Sweeny v. Keystone Driller Co.

170 N.E. 436 | Ohio | 1930

The provisions of Section 8561, *19 General Code, relative to the filing of chattel mortgages, require that the same shall be "deposited with the county recorder of the county where the mortgagor resides at the time of the execution thereof, if a resident of the state, and if not such resident, then with the county recorder of the county in which the property so mortgaged is situated at the time of the execution of the instrument."

The place where an Ohio corporation is to be located or its principal business transacted is required by Section 8625, General Code, to be set forth in its articles of incorporation, and change thereof may be made only in the manner prescribed by statute. Sections 8719 to 8722, General Code. The evident purpose of this requirement is that there may be no uncertainty as to the place of residence of the corporation. The articles of incorporation are of record, and from that source its designated residence may be readily ascertained and known with definiteness and certainty. If such designation is not controlling, the place of residence in many instances would be in doubt, and in numerous cases, where a corporation is engaged in business in various localities in the state, it would be difficult to determine its place of residence or the place where its principal business is transacted otherwise than at the end of a lawsuit through the determination of a court. In the meantime a mortgagee would be in doubt as to the county wherein a chattel mortgage given by the company should be filed. This company is a construction company and in the work in which it is engaged would probably have a place of business in each county where it has a contract to perform, and remove therefrom upon its completion. This court *20 held in the case of Pelton v. Transportation Co., 37 Ohio St. 450,457, that a certificate of incorporation specifying the place where the principal office of the company is to be located is conclusive. This declaration was relative to the return of personal property for taxation, but the principle involved is applicable here. In a comparatively recent case,State, ex rel. Stanton, Pros. Atty., v. Zangerle, Auditor,117 Ohio St. 436, 159 N.E. 823, this court approved and followed the Pelton case and held that the principal office of the corporation, which constitutes its residence or domicile, is not to be determined by the amount of business transacted, but by the place designated in its articles of incorporation.

In Fairbanks Steam Shovel Co. v.

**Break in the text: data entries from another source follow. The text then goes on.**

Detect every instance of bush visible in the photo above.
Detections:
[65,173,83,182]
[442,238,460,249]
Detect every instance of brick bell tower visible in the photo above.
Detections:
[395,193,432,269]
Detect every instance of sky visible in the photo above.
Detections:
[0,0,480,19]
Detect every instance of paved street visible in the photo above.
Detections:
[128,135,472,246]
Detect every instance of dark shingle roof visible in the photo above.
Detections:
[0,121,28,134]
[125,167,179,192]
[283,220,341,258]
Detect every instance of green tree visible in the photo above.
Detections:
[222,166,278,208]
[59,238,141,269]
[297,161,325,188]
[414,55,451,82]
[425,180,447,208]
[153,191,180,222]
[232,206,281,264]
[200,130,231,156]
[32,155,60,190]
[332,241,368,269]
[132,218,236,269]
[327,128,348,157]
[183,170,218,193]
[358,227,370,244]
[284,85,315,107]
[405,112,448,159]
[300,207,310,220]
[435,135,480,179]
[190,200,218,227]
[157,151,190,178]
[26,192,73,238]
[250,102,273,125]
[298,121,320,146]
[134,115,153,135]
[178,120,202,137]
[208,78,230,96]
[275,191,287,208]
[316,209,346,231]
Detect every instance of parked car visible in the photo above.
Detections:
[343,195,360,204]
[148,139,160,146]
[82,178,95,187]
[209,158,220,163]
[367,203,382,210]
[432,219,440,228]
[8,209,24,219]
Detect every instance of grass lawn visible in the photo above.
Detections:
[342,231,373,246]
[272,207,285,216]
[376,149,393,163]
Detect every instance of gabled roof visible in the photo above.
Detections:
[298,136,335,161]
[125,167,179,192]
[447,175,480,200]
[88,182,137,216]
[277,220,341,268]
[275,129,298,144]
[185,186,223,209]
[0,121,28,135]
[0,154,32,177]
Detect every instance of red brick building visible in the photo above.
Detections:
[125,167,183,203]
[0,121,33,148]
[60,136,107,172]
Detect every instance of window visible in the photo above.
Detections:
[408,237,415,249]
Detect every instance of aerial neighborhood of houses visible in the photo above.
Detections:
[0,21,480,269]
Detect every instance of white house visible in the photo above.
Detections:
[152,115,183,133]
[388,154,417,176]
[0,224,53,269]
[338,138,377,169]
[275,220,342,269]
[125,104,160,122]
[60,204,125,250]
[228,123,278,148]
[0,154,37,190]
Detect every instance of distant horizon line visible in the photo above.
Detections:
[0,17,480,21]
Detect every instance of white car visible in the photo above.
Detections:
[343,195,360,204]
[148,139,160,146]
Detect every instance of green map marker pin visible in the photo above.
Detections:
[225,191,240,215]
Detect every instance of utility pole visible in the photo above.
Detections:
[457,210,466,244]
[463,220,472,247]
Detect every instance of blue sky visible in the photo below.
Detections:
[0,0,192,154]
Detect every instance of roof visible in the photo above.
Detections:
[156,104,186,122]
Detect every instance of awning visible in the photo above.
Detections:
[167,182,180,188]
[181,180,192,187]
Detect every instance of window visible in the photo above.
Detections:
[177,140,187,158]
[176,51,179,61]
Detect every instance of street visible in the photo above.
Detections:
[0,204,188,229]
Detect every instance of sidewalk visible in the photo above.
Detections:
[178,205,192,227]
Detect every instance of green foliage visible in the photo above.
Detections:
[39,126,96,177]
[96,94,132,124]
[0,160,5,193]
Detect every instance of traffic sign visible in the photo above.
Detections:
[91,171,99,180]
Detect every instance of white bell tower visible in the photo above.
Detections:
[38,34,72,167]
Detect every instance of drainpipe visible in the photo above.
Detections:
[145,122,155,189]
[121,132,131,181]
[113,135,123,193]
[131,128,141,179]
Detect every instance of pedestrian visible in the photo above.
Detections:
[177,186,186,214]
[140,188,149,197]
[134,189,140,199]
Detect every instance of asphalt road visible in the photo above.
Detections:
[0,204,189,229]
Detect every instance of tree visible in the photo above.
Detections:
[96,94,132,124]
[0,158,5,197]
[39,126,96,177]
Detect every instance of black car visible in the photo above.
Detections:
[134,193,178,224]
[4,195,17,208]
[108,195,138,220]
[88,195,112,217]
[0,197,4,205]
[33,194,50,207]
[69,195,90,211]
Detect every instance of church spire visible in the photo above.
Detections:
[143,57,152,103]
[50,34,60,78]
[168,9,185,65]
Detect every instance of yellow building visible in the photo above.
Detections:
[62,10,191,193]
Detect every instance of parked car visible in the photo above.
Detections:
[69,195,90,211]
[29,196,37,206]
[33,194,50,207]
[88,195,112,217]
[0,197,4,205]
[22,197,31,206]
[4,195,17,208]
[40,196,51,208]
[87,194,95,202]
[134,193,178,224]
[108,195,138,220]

Wills, Trustee inBankruptcy, 240 U.S. 642, 36 S.Ct., 466, 60 L.Ed., 841, a case from the state of Illinois, involving statutes quite similar to our own governing the residence of corporations and the filing of chattel mortgages, the Supreme Court of the United States held that the county in which the principal office of the corporate mortgagor is located by its certificate of incorporation is, unless changed by formal action, the residence of the mortgagor within the provisions of the statute of that state relative to the filing of chattel mortgages. In that case it appears that the mortgagor had its actual place of business in Cass county, but in its articles of incorporation had designated Chicago, Cook county, as the place of its principal office. The conclusion of the court was based upon the following proposition quoted from Ex parte Schollenberger,96 U.S. 369, at page 377, 24 L.Ed., 853: "A corporation cannot change its residence or its citizenship. It can have its legal *21 home only at the place where it is located by or under the authority of its charter."

The contention made by the receiver in this case was maintained by the trustee in bankruptcy in the Fairbanks SteamShovel case, supra, the Illinois case. With reference to the question presented there the court said, at page 648 of 240 U.S. 36 S.Ct., 466, 469: "It is hardly necessary to say that whatever equities, if any, arose out of the mortgagor's representation that its principal place of business was at Beardstown, or out of the fact that the mortgage was given to secure a part of the purchase price of the dredge, were confined in their effect to the immediate parties, and could not operate to estop the trustee in bankrupty, representative of the interests of creditors, for whose protection the recording act was passed."

We are of the opinion that the cancellation of the articles of incorporation by the Secretary of State under the provisions of Section 5509, General Code, had no effect upon the requirement of the statute in the respect under consideration; the two years suspension not having expired at the time the rights of the respective parties herein were fixed.Eversman v. Ray Shipman Co., 115 Ohio St. 269, 152 N.E. 643. In the Eversman case it was held by this court that the validity of contracts entered into or mortgages executed by a corporation was not affected by the prior action of the secretary of state pursuant to that statute. As stated in the opinion in that case, at page 277 of 115 Ohio State,152 N.E. 643, 645: "It becomes clear that it was not intended to confer that power [to terminate the franchise of a corporation] upon the secretary of state further *22 than to facilitate the filing of reports and the collection of fees and taxes. * * * And it is equally clear that by Section 5513 the final power to forfeit and annul corporate privileges and franchises was made to rest where it has always rested, in a court of competent jurisdiction, to be invoked by a proceeding in quo warranto."

It follows that the mortgage in question, not having been filed in the county of the residence of the mortgagor, as required by statute, is invalid as to the creditors of the corporation, and the claim of the receiver should have been sustained. The judgment is therefore reversed.

Judgment reversed.

KINKADE, ROBINSON, JONES, DAY and ALLEN, JJ., concur.